The seafarer arrived in New Zealand on January 24 and was given a departure swab ahead of shore leave.
A second person who arrived on January 29 had travelled through Singapore and was found positive for Covid in routine day three testing.
The third person to test positive had arrived here two days ago from the United States. They were tested positive on arrival. They were now in quarantine in Christchurch.
There are now 61 active cases in New Zealand.
The ministry said yesterday that 4,106 tests were processed. The seven-day rolling average up to yesterday was 5,342 test.
New Zealanders were today praised for the increase in scanning since last week's community outbreak,
"Since midday yesterday New Zealanders have scanned 692,042 times. The seven-day rolling average number of scans is 1,052,430.
"We thank all New Zealanders for their efforts to scan, scan, scan," said the ministry.
It comes as moves are made to tighten protocols in our managed isolation facilities which have seen movement curtailed after a community outbreak stemming from Auckland's Pullman.
This is followed later in the afternoon with a press conference from director general of Health Dr Ashley Bloomfield and Medsafe group manager Chris James who will reveal the decision-making process to approve the Pfizer vaccine.
With community cases still not surfacing from the latest Northland and Auckland scares, protocols have now been tightened for movement in communal areas in managed isolation facilities.
Across all hotels, returnees now need to make bookings for exercise and smoke breaks, and movement within all 32 facilities has been reduced.
The Pullman Hotel is currently being emptied of guests, while an investigation continues into identifying the source of the outbreak which saw four people staying on the same floor contract Covid in January.
It's believed the likely cause of infection was airborne.
Yesterday the Ministry of Health confirmed five returnees had been infected by a source
within New Zealand managed isolation facilities since the pandemic began.
The infections involve seven events across five facilities.
There had also been five staff infected within the managed isolation facilities in Auckland and Christchurch as of February 1.
But they did not include the 13 international mariners staying in a Christchurch managed isolation facility, who were thought to have contracted Covid-19 overseas.
There are now 69 people with Covid in New Zealand.
There have been no new cases within the community since the two people - a man in his 40s and his preschool daughter - staying in managed isolation at the Pullman Auckland hotel were confirmed to be infected last Wednesday.

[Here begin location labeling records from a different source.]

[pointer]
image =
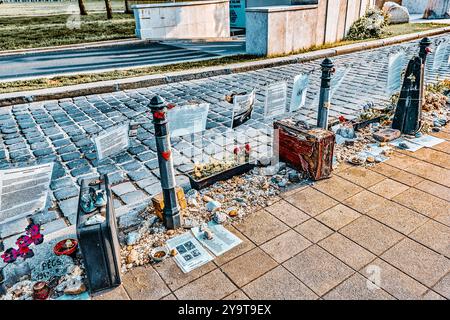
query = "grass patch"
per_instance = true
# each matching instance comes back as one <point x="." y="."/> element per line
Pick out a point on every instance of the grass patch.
<point x="45" y="31"/>
<point x="59" y="81"/>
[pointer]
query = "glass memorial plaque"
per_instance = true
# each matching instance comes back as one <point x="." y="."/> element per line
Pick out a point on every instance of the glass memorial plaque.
<point x="191" y="254"/>
<point x="112" y="142"/>
<point x="397" y="63"/>
<point x="189" y="119"/>
<point x="298" y="98"/>
<point x="24" y="191"/>
<point x="440" y="56"/>
<point x="275" y="103"/>
<point x="242" y="108"/>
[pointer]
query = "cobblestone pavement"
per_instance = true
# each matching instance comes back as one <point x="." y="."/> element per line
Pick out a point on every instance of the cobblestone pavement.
<point x="61" y="131"/>
<point x="378" y="233"/>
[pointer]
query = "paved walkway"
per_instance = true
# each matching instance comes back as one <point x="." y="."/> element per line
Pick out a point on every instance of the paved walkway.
<point x="76" y="61"/>
<point x="388" y="225"/>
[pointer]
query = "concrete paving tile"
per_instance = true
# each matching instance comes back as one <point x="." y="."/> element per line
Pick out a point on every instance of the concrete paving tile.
<point x="398" y="217"/>
<point x="278" y="284"/>
<point x="388" y="188"/>
<point x="431" y="172"/>
<point x="261" y="227"/>
<point x="248" y="267"/>
<point x="418" y="261"/>
<point x="422" y="202"/>
<point x="118" y="293"/>
<point x="287" y="213"/>
<point x="434" y="235"/>
<point x="245" y="246"/>
<point x="311" y="201"/>
<point x="338" y="188"/>
<point x="443" y="286"/>
<point x="144" y="283"/>
<point x="338" y="216"/>
<point x="392" y="280"/>
<point x="361" y="176"/>
<point x="365" y="201"/>
<point x="285" y="246"/>
<point x="237" y="296"/>
<point x="347" y="251"/>
<point x="434" y="189"/>
<point x="313" y="230"/>
<point x="175" y="278"/>
<point x="397" y="174"/>
<point x="371" y="234"/>
<point x="357" y="288"/>
<point x="318" y="269"/>
<point x="401" y="161"/>
<point x="212" y="286"/>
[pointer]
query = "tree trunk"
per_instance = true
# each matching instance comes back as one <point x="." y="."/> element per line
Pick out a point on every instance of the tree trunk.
<point x="127" y="7"/>
<point x="437" y="9"/>
<point x="108" y="9"/>
<point x="83" y="10"/>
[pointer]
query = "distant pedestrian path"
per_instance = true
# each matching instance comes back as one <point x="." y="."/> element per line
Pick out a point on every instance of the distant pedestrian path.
<point x="74" y="61"/>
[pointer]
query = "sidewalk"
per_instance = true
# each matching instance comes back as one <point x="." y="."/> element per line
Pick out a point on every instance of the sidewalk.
<point x="389" y="223"/>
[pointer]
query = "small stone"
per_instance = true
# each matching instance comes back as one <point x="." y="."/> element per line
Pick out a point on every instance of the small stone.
<point x="132" y="238"/>
<point x="132" y="257"/>
<point x="220" y="217"/>
<point x="213" y="205"/>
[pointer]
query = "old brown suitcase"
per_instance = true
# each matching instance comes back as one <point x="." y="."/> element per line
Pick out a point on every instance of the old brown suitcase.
<point x="306" y="148"/>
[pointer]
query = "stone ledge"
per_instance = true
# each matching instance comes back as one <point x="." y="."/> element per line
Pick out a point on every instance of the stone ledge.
<point x="160" y="79"/>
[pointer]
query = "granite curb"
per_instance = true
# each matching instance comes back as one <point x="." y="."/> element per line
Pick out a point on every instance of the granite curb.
<point x="8" y="99"/>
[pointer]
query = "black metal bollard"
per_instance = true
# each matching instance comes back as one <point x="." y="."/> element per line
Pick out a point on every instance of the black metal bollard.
<point x="324" y="101"/>
<point x="171" y="211"/>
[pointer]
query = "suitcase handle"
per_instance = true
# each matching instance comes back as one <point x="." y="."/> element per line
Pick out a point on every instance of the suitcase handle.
<point x="303" y="123"/>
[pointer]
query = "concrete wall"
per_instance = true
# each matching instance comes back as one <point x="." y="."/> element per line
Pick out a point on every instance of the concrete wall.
<point x="183" y="20"/>
<point x="284" y="29"/>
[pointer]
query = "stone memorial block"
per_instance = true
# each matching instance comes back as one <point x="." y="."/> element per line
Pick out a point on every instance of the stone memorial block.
<point x="24" y="191"/>
<point x="112" y="142"/>
<point x="275" y="102"/>
<point x="242" y="108"/>
<point x="298" y="97"/>
<point x="397" y="63"/>
<point x="189" y="119"/>
<point x="441" y="56"/>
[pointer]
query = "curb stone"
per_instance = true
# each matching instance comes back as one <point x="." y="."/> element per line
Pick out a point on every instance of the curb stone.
<point x="109" y="86"/>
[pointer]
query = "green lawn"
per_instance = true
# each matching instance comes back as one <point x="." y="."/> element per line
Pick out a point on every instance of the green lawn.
<point x="35" y="32"/>
<point x="96" y="28"/>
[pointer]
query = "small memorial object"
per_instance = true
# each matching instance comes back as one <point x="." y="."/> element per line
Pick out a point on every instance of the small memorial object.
<point x="67" y="247"/>
<point x="41" y="290"/>
<point x="158" y="202"/>
<point x="158" y="254"/>
<point x="99" y="244"/>
<point x="308" y="149"/>
<point x="243" y="104"/>
<point x="275" y="102"/>
<point x="386" y="135"/>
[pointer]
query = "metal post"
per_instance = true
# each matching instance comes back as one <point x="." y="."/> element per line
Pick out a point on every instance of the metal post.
<point x="171" y="211"/>
<point x="425" y="49"/>
<point x="324" y="101"/>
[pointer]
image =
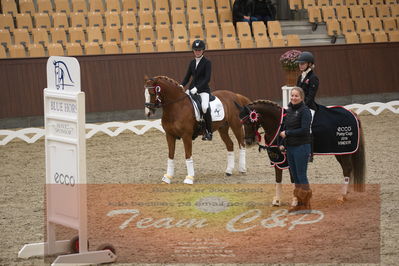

The pair from Orewa had finished their 14-day isolation on January 15. Father and daughter were now recovering at the dedicated quarantine facility at Jet Park hotel in South Auckland.
Those cases followed that of another confirmed case in the community, on January 24, of a 56-year-old woman from Northland who had also completed managed isolation at the Pullman facility.
The woman, who contracted the contagious South African variant from another returnee at the central Auckland facility, has since recovered and all of the potential close contacts returned negative tests.
All were found to be linked to a single case at the Pullman Hotel who had been shifted from managed isolation to the Jet Park quarantine facility when she fell ill.